Open xpilasneo4j opened 5 months ago
Hi @xpilasneo4j can you elaborate what error got white trying S3 bucket?
I have this message even if I copy the keys from the Neo4j AWS Field Eng account
we will check the logs and fix the issue ASAP.
Hi @xpilasneo4j we debugged found that bucket URL is going without / ,and if user enters the spaces then it is failing we fixed these issues in the dev branch please try again and let use know.

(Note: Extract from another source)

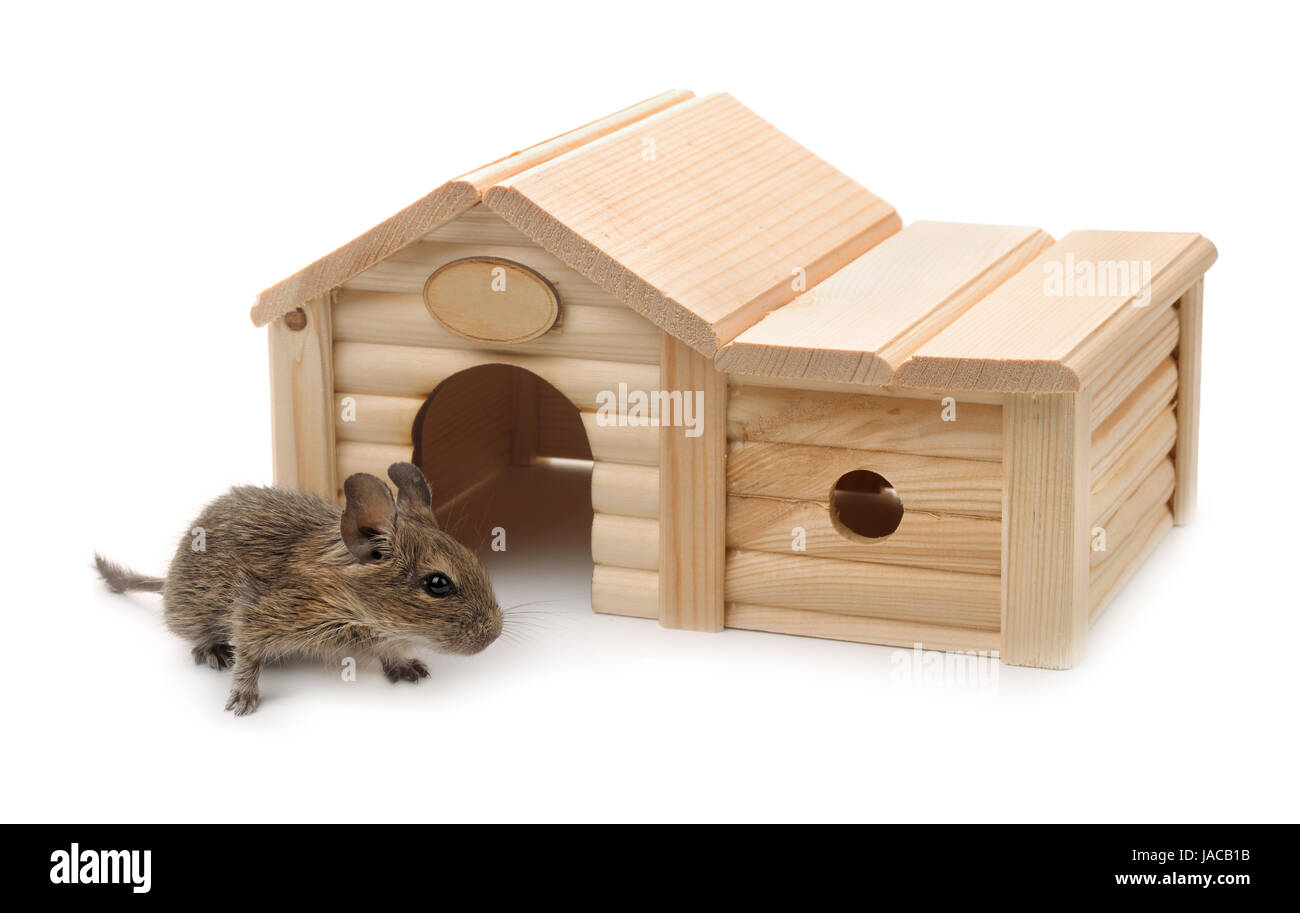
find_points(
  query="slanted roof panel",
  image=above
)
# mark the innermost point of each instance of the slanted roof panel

Will try and let you know. Thanks
Did you update this URL: https://dev-frontend-dcavk67s4a-uc.a.run.app/ Because I tried and still the same error
It is working for us we will debug it with some other s3 bucket credentials
still seem to be getting this error. Running latest dev branch. try with and without trailing /
any ideas what I'm missing?
Cheers
If you don't mind sharing your credentials we will try and let you know what exactly happening
thansk, unfortunately not something I can share here, but you've just made me realise I can check logs running it locally.
It's throwing this error
An error occurred (SignatureDoesNotMatch) when calling the ListObjectsV2 operation: The request signature we calculated does not match the signature you provided. Check your key and signing method.
Are there specific permissions the user of the key needs? I've just given it readS3 to try and test it
Sorry I probably should have added that I'm not running the absolute latest dev branch, as it doesn't build in docker (which I see you have seen that issue so hopefully connected the dots)

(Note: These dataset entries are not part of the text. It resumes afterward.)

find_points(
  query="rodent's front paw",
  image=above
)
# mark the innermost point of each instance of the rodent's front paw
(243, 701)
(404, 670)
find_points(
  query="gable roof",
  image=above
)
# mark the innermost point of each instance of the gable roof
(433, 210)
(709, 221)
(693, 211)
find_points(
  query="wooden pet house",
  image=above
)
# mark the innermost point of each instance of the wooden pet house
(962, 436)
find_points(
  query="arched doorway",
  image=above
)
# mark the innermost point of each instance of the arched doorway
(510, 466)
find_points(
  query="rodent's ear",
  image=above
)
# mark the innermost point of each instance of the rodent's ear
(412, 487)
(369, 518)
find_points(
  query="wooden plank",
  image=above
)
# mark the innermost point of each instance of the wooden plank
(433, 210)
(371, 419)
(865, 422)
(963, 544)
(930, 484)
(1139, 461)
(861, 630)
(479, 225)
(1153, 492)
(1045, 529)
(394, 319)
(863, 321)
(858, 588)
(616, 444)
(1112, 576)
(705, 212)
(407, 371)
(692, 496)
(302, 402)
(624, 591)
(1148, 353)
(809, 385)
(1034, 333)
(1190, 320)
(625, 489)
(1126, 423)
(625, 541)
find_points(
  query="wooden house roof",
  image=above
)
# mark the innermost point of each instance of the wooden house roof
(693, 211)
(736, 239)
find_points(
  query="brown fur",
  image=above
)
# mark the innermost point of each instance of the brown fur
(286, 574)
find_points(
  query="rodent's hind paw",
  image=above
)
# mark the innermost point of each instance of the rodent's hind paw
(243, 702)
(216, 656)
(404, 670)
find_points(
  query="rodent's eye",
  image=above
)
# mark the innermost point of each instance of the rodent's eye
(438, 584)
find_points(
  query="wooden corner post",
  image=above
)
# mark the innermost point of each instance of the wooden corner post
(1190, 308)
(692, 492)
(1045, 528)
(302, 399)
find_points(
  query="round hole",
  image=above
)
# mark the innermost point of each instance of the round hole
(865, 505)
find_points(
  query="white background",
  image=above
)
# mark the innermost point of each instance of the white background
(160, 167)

I'm running this commit https://github.com/neo4j-labs/llm-graph-builder/commit/501ece4b57ce50a958e44d799303125395d02735 and having the error above. If it's fixed in latest dev all good, I'll just have to wait until that build issue is fixed.

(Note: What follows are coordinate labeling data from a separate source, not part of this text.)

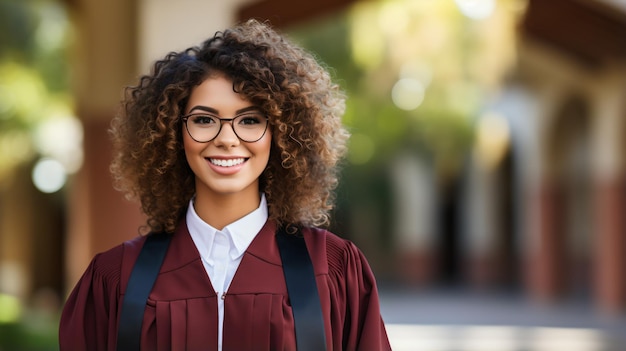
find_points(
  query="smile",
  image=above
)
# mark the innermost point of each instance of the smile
(227, 163)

Hi @fridaystreet can you try on latest DEV and let us know
@kartikpersistent thanks I'll give it a try today and report back
Looks like the actual connection is working now thanks. but I think maybe I'm just expecting to much from it. I'm trying to test if it is able to scan through some buckets we have of uploaded data of different types, being images, pdfs word documents etc, but I'm getting the following error. Exception: No pdf files found.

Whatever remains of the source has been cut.